GPpred <- function(kernel,theta,x,y,xs,noise=0) { 
 ymean <- mean(y)
 K <- kernel(theta, noise, dx=outer(x,x,'-'))
 Ks <- kernel(theta, 0, dx=outer(xs,x,'-'))
 Kss <- kernel(theta, 0, dx=outer(xs,xs,'-'))
 Lup <- chol(K)
 invKy <- backsolve(Lup,forwardsolve(t(Lup),(y-ymean)))
 ys <- drop(Ks %*% invKy) + ymean
 v <- apply(Ks, MARGIN=1, FUN=forwardsolve, l=t(Lup))
 covys <- Kss - t(v) %*% v
 return(list(ys=ys,covys=covys))
}

**Here comes an example solution that helps but is not the real stuff:** 

In [None]:
co2_with_noise <- function(theta, noise, dx) {
 sigf <- theta[1]
 l <- theta[2]
 k <- k1(sigf,l,dx)
 
 if (noise > 0) return(k+kn(noise,dx))
 else return(k)
}

x <- year[550:699]
y <- co2[550:699]
xs <- 2015.0 + seq(0,15,0.1)
sigy <- 1.0

o <- GPtrain(co2_with_noise,c(50.0, 35.0),x,y,noise=sigy)
cat("Optimal hyperparameters: ", o$par, "\n")
cat("Counts and convergence:" , o$counts, o$convergence, "\n")
p <- GPpred(co2_with_noise,o$par,x,y, xs,noise=sigy)
plot(year,co2, main="Mauna Loa CO2 measurements", xlab="year", ylab="CO2 concentration [ppm]", type='l', 
 xlim=c(2010,2030), ylim=c(380,440))
lines(xs,p$ys,type="l", col="green")
lines(x,y,type="l",col="red")
d <- 1.96*sqrt(abs(diag(p$covys))) # 2*sigma pointwise uncertainties
polygon(c(xs,rev(xs)), c(p$ys-d,rev(p$ys+d)), border=NA, 
 col = rgb(red=0.2,green=0.8,blue=0,alpha=0.3))

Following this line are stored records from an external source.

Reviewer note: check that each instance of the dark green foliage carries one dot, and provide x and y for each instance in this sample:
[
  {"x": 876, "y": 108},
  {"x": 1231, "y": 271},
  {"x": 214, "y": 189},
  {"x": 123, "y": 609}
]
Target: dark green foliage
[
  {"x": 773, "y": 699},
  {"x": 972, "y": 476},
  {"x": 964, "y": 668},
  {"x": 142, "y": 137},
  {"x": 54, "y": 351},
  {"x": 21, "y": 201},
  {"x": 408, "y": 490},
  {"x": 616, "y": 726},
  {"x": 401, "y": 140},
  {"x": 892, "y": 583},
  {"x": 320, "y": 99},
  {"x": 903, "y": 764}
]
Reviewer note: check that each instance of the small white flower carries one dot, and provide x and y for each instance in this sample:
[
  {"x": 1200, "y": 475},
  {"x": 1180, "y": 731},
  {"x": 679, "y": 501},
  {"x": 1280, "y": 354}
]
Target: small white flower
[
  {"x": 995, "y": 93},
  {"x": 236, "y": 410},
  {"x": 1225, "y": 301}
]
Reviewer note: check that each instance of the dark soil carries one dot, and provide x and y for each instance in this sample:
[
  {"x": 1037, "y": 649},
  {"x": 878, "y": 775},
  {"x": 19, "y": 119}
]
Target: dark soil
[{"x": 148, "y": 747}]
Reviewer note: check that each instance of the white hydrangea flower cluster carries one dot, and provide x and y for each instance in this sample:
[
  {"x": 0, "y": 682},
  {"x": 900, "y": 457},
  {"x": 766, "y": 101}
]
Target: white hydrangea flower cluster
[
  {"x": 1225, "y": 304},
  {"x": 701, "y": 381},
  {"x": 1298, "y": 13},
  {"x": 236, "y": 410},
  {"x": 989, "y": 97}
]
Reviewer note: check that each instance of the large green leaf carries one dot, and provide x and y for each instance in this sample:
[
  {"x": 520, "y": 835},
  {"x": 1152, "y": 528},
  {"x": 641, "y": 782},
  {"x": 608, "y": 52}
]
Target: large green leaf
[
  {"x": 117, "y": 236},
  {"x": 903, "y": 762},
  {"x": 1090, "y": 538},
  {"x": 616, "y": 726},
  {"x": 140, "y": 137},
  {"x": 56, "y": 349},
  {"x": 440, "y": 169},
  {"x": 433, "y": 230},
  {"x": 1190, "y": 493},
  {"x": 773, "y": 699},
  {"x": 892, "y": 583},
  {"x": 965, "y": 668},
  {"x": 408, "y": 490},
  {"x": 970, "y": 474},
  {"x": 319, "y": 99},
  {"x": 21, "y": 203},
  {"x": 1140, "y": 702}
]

Predicting the CO2 content of the atmosphere in the year 2030
+ periodic signal needs to be factored in (use k4?, or k2?)
+ work incrementally when increasing kernel complexity
 `optim()` with Nelder-Mead fairly simple optimizer
+ could a Markov sampler put to use?
+ taking all data for training the GP produces large matrices slowing down the calculations;
 are old data particularly relevant?
+ instead of assuming a noise level introducing the noise as another free parameter
+ first using training data upto - say - 2016 and check for "prediction" is perhaps a good way to estimate
 the actual capability to make predictions
 
In any case, Master Yoda states correctly: "Hard to see the future is!"